In US court unusual terror case going to trial
RICHMOND, Virginia (AP) — a jury has been selected in the case of a Russian military veteran charged with leading a Taliban attack on U.S. forces in Afghanistan.
Irek Hamidullin faces 15 count, including providing material support to terrorism and trying to destroy U.S. military aircraft. Opening statements are set for Friday morning in a trial that is expected to last five days.
The case is one of the latest examples of the Obama administration’s effort to show it can use the criminal court system to deal with terror suspects — a move criticized by some lawmakers who believe such cases should be handled by military tribunals. Hamidullin’s case stands out, however.
“This is one of the first trials in recent memory where an enemy fighter has been tried in federal court,” said Gary D. Solis, a former Marine who served as a military prosecutor and judge and now teaches the law of war at Georgetown University and George Washington University.
In 2006, Congress passed a law establishing military commissions to try enemy combatants, but Solis said that process has been slow and largely ineffective, with most of the handful of convictions being reversed on appeal.
U.S. District Judge Henry E. Hudson, who is presiding over Hamidullin’s case, has remarked on its extraordinary nature at preliminary hearings and in court filings.

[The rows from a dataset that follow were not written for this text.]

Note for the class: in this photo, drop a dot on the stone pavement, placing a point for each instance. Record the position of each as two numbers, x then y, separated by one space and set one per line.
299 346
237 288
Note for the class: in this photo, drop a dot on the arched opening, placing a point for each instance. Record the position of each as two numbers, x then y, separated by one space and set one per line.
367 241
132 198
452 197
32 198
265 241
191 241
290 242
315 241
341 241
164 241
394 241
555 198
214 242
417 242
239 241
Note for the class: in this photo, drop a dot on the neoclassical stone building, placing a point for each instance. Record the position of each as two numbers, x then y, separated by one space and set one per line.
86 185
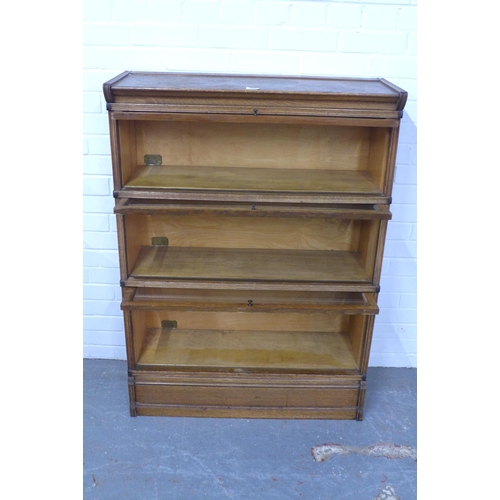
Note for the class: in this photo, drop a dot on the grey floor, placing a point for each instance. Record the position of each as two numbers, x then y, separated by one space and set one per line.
189 458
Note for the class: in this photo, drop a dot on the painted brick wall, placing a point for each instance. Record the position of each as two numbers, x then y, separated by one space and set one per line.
372 38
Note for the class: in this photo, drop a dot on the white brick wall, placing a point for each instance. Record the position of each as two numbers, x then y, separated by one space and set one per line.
372 38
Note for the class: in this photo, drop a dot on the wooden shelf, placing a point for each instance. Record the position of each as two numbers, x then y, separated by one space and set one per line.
249 264
351 211
206 350
253 301
276 180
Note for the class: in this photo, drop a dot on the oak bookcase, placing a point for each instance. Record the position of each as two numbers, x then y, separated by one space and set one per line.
251 220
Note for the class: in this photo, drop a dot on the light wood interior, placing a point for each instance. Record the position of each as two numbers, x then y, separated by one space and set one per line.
289 249
249 156
246 350
212 340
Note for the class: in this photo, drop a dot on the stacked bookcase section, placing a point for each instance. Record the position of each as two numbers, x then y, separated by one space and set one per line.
251 219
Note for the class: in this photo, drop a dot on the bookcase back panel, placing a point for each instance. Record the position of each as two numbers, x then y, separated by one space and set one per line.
245 232
254 145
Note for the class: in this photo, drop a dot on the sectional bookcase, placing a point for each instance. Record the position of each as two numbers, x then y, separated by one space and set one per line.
251 219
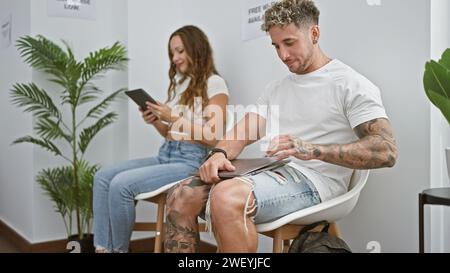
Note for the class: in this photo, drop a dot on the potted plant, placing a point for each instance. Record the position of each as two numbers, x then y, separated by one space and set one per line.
58 126
437 87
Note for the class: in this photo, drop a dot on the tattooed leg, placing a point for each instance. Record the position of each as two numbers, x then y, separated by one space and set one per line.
185 202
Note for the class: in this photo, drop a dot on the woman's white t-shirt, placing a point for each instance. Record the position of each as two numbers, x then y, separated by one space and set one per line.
216 85
322 107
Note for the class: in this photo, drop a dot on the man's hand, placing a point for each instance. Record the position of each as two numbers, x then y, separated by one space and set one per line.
148 116
285 146
209 171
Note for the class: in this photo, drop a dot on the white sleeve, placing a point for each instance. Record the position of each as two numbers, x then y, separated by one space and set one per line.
217 85
363 102
263 103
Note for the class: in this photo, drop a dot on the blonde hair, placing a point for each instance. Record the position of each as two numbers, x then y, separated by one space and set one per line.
285 12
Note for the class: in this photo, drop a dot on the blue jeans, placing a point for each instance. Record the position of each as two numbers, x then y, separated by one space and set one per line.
115 188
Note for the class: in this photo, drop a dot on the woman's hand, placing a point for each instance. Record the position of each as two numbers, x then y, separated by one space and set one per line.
148 116
162 111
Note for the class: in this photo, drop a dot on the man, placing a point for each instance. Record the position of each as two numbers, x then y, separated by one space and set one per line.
332 122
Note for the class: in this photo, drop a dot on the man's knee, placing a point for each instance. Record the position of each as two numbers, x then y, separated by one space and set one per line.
187 198
230 197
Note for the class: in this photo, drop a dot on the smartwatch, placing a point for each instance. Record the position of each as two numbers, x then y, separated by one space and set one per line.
214 151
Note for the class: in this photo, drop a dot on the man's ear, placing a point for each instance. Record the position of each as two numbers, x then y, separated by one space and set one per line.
315 34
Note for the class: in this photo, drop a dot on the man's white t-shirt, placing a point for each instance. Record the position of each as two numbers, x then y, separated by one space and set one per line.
216 86
322 107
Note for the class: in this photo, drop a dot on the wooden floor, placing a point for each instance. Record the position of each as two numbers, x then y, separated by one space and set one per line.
6 246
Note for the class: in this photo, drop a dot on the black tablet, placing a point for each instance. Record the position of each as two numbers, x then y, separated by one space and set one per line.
140 97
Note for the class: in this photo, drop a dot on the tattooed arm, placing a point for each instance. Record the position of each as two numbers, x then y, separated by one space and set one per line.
376 148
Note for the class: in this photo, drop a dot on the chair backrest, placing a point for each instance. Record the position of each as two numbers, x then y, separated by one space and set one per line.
330 210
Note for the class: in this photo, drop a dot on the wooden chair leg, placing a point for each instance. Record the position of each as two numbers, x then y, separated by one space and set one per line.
159 237
277 241
333 230
286 244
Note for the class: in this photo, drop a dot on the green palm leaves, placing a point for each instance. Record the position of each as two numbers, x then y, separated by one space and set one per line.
437 83
70 187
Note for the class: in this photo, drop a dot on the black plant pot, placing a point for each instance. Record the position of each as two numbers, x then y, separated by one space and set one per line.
86 245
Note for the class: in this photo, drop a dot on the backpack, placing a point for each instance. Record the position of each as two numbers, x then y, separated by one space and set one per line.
318 242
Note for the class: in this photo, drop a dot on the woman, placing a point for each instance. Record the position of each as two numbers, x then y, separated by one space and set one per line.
194 84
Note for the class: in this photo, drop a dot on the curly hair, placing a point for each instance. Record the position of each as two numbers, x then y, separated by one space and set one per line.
285 12
201 66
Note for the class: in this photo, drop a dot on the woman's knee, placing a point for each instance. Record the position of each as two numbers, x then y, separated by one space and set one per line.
119 188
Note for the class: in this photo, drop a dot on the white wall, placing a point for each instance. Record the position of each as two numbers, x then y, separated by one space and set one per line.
437 237
377 41
16 162
84 36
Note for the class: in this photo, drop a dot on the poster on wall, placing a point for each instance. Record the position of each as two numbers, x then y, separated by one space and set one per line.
6 29
252 18
83 9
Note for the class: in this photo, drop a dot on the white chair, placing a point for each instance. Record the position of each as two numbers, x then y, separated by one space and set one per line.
287 228
159 197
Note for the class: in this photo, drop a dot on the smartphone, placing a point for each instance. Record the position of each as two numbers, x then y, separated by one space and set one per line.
140 97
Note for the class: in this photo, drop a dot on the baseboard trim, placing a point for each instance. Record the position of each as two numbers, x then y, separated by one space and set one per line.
145 245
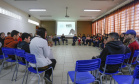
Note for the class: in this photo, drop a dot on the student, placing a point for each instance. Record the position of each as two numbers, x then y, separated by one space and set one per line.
113 46
88 39
83 39
63 38
55 39
11 42
25 42
8 34
74 39
2 38
122 37
133 45
39 47
79 39
20 37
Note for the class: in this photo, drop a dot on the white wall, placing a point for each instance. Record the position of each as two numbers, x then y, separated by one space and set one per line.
7 23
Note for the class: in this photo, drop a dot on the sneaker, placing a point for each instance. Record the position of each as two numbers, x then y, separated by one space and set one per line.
47 80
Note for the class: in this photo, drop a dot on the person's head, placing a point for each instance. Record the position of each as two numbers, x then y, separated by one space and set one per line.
20 34
8 34
26 37
42 32
105 40
2 35
31 34
131 34
113 37
15 34
122 35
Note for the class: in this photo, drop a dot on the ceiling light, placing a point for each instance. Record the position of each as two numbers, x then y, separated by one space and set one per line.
37 9
91 10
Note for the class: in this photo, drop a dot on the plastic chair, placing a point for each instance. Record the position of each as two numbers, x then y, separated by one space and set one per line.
6 52
31 59
81 75
136 54
20 54
112 60
128 79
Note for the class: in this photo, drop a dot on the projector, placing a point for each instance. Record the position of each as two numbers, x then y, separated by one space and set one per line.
67 16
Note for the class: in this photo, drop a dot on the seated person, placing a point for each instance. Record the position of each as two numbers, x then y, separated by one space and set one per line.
63 38
11 42
88 39
24 44
20 37
83 39
39 47
113 46
79 40
74 39
133 45
55 39
8 34
122 37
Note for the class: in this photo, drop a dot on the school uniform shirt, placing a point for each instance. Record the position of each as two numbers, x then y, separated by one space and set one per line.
39 47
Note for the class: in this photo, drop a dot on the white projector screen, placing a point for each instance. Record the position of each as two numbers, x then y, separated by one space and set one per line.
66 28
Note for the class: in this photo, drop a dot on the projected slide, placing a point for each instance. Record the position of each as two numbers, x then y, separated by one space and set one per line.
66 28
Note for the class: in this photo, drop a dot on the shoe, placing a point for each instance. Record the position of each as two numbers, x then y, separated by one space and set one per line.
47 80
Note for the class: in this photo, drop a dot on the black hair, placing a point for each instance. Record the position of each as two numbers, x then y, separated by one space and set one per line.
14 32
106 38
8 33
25 35
114 35
41 32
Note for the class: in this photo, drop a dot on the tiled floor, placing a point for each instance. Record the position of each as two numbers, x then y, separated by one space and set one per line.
66 56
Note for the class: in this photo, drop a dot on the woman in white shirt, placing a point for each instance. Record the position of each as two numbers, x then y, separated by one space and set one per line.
39 47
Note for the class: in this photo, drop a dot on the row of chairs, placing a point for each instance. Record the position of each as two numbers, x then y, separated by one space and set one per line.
29 58
81 75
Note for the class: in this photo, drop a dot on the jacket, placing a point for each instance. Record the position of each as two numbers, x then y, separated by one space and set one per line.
39 47
113 47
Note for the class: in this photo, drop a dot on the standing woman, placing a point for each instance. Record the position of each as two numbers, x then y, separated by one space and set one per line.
39 47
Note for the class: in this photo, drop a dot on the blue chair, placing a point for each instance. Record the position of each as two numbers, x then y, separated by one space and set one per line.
81 75
31 59
112 60
20 55
6 52
136 54
128 79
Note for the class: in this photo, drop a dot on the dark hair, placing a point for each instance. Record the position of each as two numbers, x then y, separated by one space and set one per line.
8 33
41 32
106 38
114 35
14 32
25 35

Hudson wrote in one opinion that Hamidullin’s case “explores the outer perimeter of the concept of enemy combatants and its width in the present conflict.”
In that July 13 opinion, Hudson rejected Hamidullin’s claim that he is a prisoner of war and therefore not subject to prosecution in civilian court. Hudson said the Taliban, which has not been recognized as the government of Afghanistan since 2001, and affiliated organizations lack a clearly defined command structure and don’t adhere to the laws and customs of war.
According to U.S. officials, Hamidullin is a Russian veteran of the Soviet war in Afghanistan who stayed in the country and joined the Haqqani Network, a Taliban-affiliated militant group. He allegedly led three groups of insurgents in a 2009 attack on Afghan border police in Khowst province. When U.S. helicopters responded to the attack, prosecutors say, the insurgents tried to fire at them with anti-aircraft weapons, which malfunctioned. The insurgents were virtually wiped out, while the coalition forces sustained no casualties.
The government says that when coalition forces later tried to conduct a battle damage assessment, Hamidullin fired at them with a machine gun. Hamidullin was wounded by return fire and was captured and held at Bagram Air Force Base in Afghanistan until last year, when he was brought to the U.S. for trial.
U.S. Attorney General Eric Holder chose not to seek the death penalty for a charge of using a weapon of mass destruction. Several of the charges are punishable by up to life in prison.